GM salaried employees hired on or after Jan. 1, 2001, who participate in GM's cash balance plan, will stop accruing future pay credits based on years of service and age. Instead, GM will contribute 4% of their annual base salary to their existing 401(k) plan beginning next Jan. 1.
Existing balances under the cash balance plan will continue to earn annual interest credits, he said.
Nancy Everett, chief investment officer of General Motors Asset Management, New York, which oversees the GM plans, referred calls to Mr. Dubrowski.
Ron Gebhardtsbauer, senior pension fellow at the American Academy of Actuaries, Washington, said a July 2003 decision by a U.S. District Court judge that said IBM Corp.'s cash balance plan discriminated against older workers caused "a lot of uncertainty with cash balance plans. It can be easier and safer for a corporation to switch to a 401(k). Congress has yet to clarify the (cash balance) rules."
Mr. Gebhardtsbauer said while he is unaware of how GM previously calculated its cash balance formula, 1.25% "isn't that bad."
Dallas Salisbury, president and chief executive officer of the Employee Benefit Research Institute, Washington, said: "In the good old days, the average was 1.5%, but surveys have indicated that it has come down. There is not an industry average, but I would say GM's reduction (to 1.25%) is not out of sync with what other companies are doing."
Mercer's Mr. McEvoy said modifying the benefit calculation "is one of the approaches a corporation could take, but it's not the most common. Most are going the DC route. It's much more prevalent these days to go the DC route than reducing the benefits formula."
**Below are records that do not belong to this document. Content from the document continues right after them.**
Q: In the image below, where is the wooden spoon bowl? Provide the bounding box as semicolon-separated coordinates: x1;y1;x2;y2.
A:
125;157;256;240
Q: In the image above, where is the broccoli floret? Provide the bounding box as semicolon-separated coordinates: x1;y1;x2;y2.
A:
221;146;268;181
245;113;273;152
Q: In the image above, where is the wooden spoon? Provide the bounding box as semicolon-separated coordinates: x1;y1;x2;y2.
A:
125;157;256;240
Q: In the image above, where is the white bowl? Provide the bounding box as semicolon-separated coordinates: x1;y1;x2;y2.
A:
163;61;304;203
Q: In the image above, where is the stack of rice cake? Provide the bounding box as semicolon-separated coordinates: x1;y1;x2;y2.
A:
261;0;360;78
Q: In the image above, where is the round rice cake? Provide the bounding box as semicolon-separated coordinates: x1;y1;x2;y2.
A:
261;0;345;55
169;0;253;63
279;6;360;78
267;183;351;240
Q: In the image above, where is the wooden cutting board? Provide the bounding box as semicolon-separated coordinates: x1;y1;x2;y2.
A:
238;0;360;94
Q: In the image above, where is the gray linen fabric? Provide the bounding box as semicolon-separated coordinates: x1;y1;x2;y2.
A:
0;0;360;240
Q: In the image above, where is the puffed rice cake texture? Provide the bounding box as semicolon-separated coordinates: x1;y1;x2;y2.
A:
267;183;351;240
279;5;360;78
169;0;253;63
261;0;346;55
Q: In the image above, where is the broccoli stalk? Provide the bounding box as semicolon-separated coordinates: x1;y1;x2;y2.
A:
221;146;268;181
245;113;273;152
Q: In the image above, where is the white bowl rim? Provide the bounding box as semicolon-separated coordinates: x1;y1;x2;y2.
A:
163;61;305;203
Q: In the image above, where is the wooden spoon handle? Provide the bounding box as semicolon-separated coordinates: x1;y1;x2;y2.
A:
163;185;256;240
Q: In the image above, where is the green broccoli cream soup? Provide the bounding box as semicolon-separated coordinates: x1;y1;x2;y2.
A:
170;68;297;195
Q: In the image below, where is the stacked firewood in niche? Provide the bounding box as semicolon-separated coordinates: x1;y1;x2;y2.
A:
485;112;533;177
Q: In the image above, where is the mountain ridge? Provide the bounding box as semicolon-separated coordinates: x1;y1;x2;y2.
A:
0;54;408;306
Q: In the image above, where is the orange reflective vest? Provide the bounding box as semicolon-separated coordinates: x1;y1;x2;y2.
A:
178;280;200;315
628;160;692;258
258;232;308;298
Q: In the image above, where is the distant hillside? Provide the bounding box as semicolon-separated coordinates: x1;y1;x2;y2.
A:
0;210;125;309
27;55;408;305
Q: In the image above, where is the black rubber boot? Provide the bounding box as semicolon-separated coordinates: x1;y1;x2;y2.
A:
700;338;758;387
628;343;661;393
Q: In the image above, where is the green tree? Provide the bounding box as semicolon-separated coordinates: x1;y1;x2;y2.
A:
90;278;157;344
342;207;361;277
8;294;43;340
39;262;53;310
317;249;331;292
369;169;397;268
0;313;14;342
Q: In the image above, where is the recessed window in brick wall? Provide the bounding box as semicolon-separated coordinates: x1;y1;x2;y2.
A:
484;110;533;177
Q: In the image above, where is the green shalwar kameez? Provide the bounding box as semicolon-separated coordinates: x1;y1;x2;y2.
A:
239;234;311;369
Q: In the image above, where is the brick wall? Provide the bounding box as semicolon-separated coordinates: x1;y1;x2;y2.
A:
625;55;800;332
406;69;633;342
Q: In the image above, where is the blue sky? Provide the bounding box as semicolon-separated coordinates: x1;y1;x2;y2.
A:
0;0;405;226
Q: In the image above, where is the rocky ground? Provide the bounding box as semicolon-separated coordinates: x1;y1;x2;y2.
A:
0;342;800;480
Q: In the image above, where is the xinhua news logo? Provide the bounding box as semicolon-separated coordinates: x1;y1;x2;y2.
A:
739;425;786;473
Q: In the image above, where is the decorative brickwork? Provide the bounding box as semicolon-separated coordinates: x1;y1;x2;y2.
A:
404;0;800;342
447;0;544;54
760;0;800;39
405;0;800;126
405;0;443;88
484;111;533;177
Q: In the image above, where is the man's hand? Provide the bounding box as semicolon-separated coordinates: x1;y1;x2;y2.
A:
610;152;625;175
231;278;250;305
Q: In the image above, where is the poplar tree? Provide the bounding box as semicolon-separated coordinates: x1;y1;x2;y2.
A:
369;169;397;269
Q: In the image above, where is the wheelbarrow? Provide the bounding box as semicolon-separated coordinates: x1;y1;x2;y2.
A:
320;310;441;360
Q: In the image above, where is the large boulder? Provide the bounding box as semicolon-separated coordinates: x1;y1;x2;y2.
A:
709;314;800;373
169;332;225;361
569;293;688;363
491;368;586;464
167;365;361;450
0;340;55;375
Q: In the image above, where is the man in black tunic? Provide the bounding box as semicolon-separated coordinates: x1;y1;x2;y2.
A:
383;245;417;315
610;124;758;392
"The concept of moving new employees to a DC plan is not unusual. What is unusual is that (GM is) revisiting it again," he said, referring to more changes being made five years after GM froze its defined benefit plan. "Maybe we will see more of this as time goes on."
The firm's latest moves will save the automaker $420 million in 2007. The changes are expected to reduce GM's pension liability by $1.6 billion annually, said Mr. Dubrowski. According to its most recent financial statement, at the end of 2005, its pension liability was $10.82 billion on an ongoing basis. GM contributed more than $3 billion to its pension funds in 2003. The plan was $3 billion overfunded at the end of 2004.
GM has $94 billion in global defined benefit assets, according to Mr. Dubrowski.